Ah, to be an ageing music writer... April Towers, aka Alex Noble and Charlie Burley, a Nottingham duo producing synth-based electro-guitar songs, cite Radiohead, Interpol and eighties acts such as Depeche Mode as chief influences. Clarity comes at the price of time. Eighties electro acts, once blasted out of fashion by nineties Britpop, Nu-Metal and Rap are now being re-evaluated and recognised for their worth. With music, especially, it seems it was ever this way. Each generation cruelly shrugs off the taste of its parents. The new becomes the old, the old becomes classic and eventually is re-assimilated back into the fold.

This not to criticise April Towers in any way. What would the Stones, Led Zeppelin or even The Beatles have been if not for the groundwork laid down by blues, country and folk? And where would Dylan be if not for Woody Guthrie? In the end, it is not what you are doing but how well you do it that counts and April Towers do it very well indeed. On Certified Freaky, opener ‛Takes One To Know One’ makes a powerful statement. A stuttering deep guitar-riff sets the pace, before bright petal rhythms unfold with rolling artificial waves, glittering electro-drums and some pretty wonderful vocals.

‛Modern Pysche’ is a wonderful track. Like Gary Numan and New Order, April Towers squeeze plenty of power, pathos and emotion from their electronic instrumentation. Bright, clarion keyboards and jangling drum-machines entwine with muscular synths, yet the duo imbue the whole with a subtlety and naturalness which is rare to find. The lyric:“What do I say, to a brand new day?” sums up the modern condition perfectly. In a world seemingly overloaded with information and entertainments, how does one escape the accelerating merry-go-round to even find a chance to centre oneself? Modern Psyche, indeed.

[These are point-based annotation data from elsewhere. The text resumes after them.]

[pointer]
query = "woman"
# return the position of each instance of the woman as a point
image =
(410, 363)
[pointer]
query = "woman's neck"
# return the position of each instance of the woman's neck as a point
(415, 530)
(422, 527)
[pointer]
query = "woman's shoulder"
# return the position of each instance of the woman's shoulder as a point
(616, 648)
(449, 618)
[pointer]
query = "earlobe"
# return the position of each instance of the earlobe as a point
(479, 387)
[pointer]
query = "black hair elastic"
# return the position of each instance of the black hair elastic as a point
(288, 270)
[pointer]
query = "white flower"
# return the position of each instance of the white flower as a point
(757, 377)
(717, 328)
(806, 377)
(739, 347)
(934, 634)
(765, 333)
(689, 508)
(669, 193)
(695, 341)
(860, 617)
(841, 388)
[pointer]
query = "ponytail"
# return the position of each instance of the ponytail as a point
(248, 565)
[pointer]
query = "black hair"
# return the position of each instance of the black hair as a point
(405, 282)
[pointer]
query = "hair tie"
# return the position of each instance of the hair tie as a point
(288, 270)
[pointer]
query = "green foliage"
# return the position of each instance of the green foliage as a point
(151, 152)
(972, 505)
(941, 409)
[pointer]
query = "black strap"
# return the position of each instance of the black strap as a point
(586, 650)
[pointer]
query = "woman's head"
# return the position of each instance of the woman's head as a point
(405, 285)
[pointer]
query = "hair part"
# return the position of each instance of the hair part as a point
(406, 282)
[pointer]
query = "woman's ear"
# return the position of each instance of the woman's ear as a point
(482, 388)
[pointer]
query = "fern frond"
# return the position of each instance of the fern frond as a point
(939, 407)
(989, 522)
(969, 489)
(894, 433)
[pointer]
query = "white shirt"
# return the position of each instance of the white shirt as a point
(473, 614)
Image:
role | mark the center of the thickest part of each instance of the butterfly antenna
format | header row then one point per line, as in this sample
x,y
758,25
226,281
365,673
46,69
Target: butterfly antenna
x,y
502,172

‛The Last Light’, a slower affair, shimmers into life with layers of atmospherics, subtle reverbs, block-chords of piano and finger-click percussion. Happily, the duo never resort to the cliched floor-filling big chorus. They possess more invention than that, rolling forward with looping drums, bright keyboards and some lovely choral touches. ‛Age Of The Offended’ races out of the blocks with a big-beat, roller-coaster keys and captivating chord-changes. Album closer ‛Do You Listen’ starts out as mid-tempo ghostly ballad, with echoing piano and deep washes of sound before a shuffling beat kicks in. It is very clear that the lads have salvaged the very best of their influences, but nothing here could be mistaken for anything other than contemporary. No mean feat at all.

There is no doubt April Towers have all the ingredients needed to go far. They wring more variety from their chosen instruments on Certified Freaky than many bands do over their entire career. Moreover, they make it seem effortless. When compared to their contemporaries, April Towers feel less commercial, far less self-indulgent and, strangely, more human by a long way.